Roast Chicken with Broccoli Rabe and Polenta

This dinner was the result of a miscommunication between my husband and I.  I thought he got chicken cutlets form our local butcher that cut chicken perfectly for wrapping and stuffing.  So I started prepping this lovely broccoli rabe and prosciutto stuffing.  Imagine my surprise when I took out the chicken to stuff it and realized it was a whole chicken split in half.  I came up with this!

Ingredients
1 chicken, split in half and backbone removed
1 bunch of broccoli rabe, trimmed
4 sun-dried tomatoes, thinly sliced
Olive Oil
1 clove of garlic, minced
1 shallot, minced
1/2 cup of white wine
1 1/2 cups of chicken broth
2 tsp of balsamic vinegar
3 oz of prosciutto
1 tomato, diced
1 heaping tsp of cornstarch, dissolved in chicken broth
Salt & Pepper
For the polenta
1 cup of stoneground yellow corn meal
3 cups of water
1/2 tsp of salt

Pre heat the oven to 425.  Place the chicken in a roasting pan and season with salt and pepper.  Roast for 45 minutes until the skin is crisp and browned and the internal temperature of the thigh meat is at least 165.  Meanwhile, blanch the broccoli rabe in salted water for 3-4 minutes.  Heat 1 tbsp of olive oil in a large pan over medium heat and cook the garlic for 1 minute.  Remove rabe from the water and add to pan with the garlic.  Stir, cooking for 1 minute and then add the sun dried tomatoes.  Cook for about another 2 more minutes, until the rabe is tender.  Season to taste with salt and pepper.

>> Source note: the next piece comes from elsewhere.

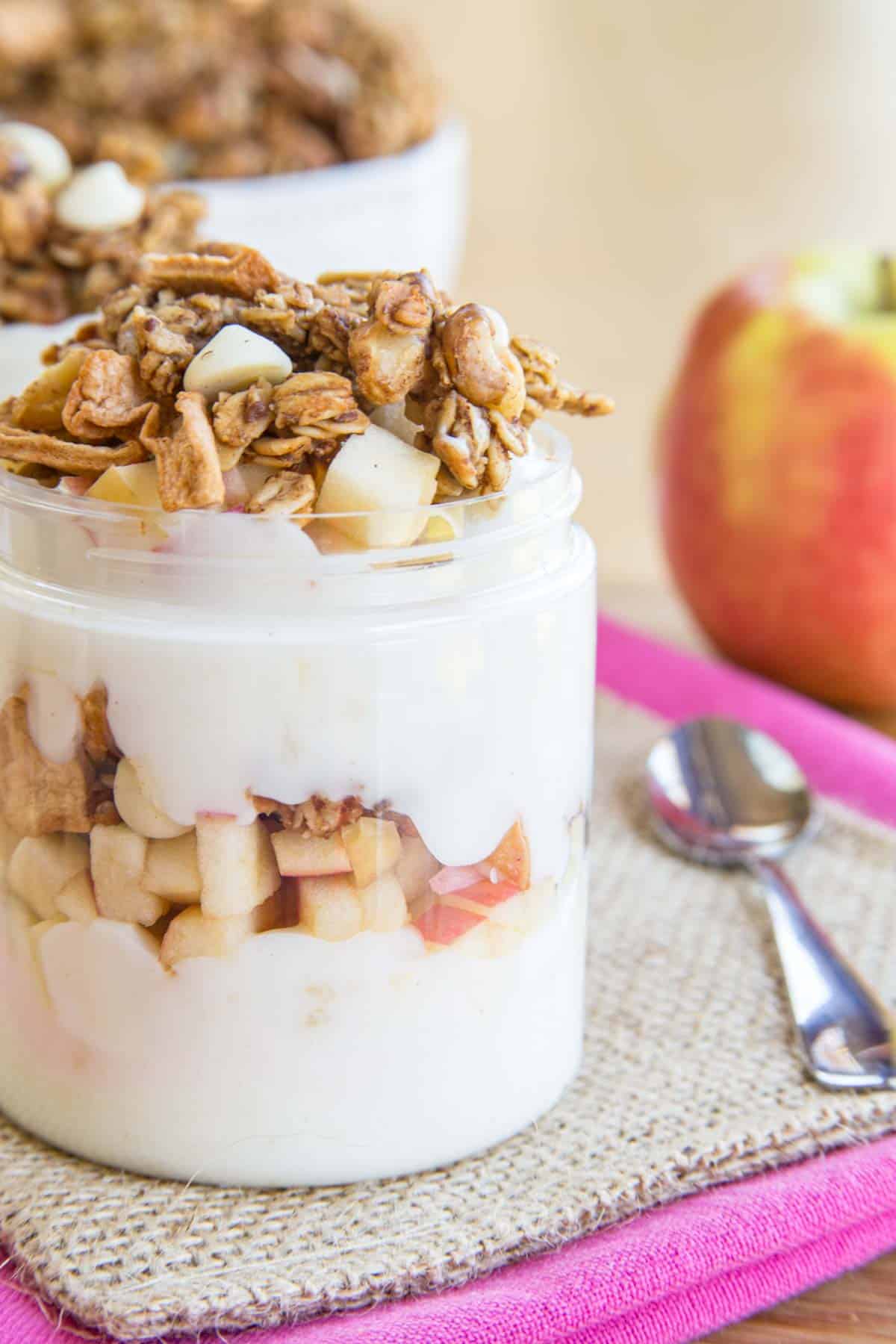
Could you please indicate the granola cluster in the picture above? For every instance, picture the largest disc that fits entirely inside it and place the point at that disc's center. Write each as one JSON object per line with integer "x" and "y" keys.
{"x": 50, "y": 270}
{"x": 213, "y": 87}
{"x": 139, "y": 382}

To make the polenta, bring the water to a boil and add the salt.  Slowly whisk in the corn meal.  Reduce the heat to medium low and cook for 15 minutes, stirring regularly.

To make the sauce, heat 2 tsp of olive oil in pan over medium heat.  Add the shallots and cook for about 2 minutes until softened.  Add in the white wine and cook until the wine is reduced by half.  Add in the chicken broth and balsamic and bring to a boil.  Next add the prosciutto and cook for 2 minutes.  Last add the diced tomato and cook until warmed through.  Set-aside until the chicken is done.  Once you have removed the chicken from the roasting pan to allow to rest, pour off any fat, stir in the cornstarch slurry into the sauce and then add the sauce to the pan.  Place the pan back into the oven for 5 minutes until the sauce has thickened slightly.  

Serve by placing polenta on the bottom topped with the broccoli rabe.  Pour the sauce over and then top with the roast chicken.